Learn How to Run an LLM Inference Performance Benchmark on NVIDIA GPUs

Learn to set up and execute comprehensive LLM inference performance benchmarks on NVIDIA GPUs using a complete open-source toolchain in this hands-on tutorial from DevConf.US 2025. Master the entire benchmarking pipeline starting with foundational GPU setup including RPM Fusion configuration, akmod-nvidia driver installation, and hardware validation through nvidia-smi. Configure containerized GPU access by implementing Podman 5.x with NVIDIA Container Toolkit's Container Device Interface for secure rootless operations. Deploy the lightweight vLLM inference engine with locally cached models from Hugging Face, establishing OpenAI-compatible HTTP endpoints for standardized API access. Utilize GuideLLM's automated load generation capabilities to systematically sweep request rates, capture detailed latency distributions, measure throughput ceilings, and collect comprehensive token-per-second statistics with structured JSON output for analysis.
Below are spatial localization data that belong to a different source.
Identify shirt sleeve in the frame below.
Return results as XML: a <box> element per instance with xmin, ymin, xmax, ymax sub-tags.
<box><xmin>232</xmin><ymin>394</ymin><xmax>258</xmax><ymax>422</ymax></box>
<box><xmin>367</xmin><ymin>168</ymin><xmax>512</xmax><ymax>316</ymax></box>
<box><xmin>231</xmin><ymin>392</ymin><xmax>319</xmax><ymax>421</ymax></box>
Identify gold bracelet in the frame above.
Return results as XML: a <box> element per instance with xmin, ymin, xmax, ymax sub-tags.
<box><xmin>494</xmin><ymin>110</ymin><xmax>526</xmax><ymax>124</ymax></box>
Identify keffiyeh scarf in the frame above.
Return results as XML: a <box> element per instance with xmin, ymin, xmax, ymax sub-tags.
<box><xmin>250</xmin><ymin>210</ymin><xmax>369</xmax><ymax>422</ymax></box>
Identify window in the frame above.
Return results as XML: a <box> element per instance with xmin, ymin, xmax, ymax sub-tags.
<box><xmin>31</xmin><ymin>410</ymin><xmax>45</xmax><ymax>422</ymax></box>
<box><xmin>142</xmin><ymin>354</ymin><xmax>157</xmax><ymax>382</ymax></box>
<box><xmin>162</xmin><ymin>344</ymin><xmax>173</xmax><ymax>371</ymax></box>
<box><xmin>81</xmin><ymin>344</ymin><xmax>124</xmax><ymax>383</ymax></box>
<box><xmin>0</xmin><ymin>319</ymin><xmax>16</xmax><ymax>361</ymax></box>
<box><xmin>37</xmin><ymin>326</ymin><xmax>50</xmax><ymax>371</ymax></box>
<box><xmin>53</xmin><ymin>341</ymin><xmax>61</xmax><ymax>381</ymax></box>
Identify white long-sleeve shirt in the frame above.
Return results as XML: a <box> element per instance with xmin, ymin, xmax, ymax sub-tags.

Gain practical troubleshooting expertise through live demonstrations that highlight common configuration pitfalls and provide actionable checklists applicable across Red Hat-derived distributions. Acquire transferable knowledge for scaling benchmarks to larger language models and multi-GPU configurations while understanding how architectural decisions impact measurement accuracy. Receive ready-to-use scripts, configuration templates, and resource links enabling immediate implementation regardless of prior experience with containers, CUDA programming, or performance benchmarking methodologies.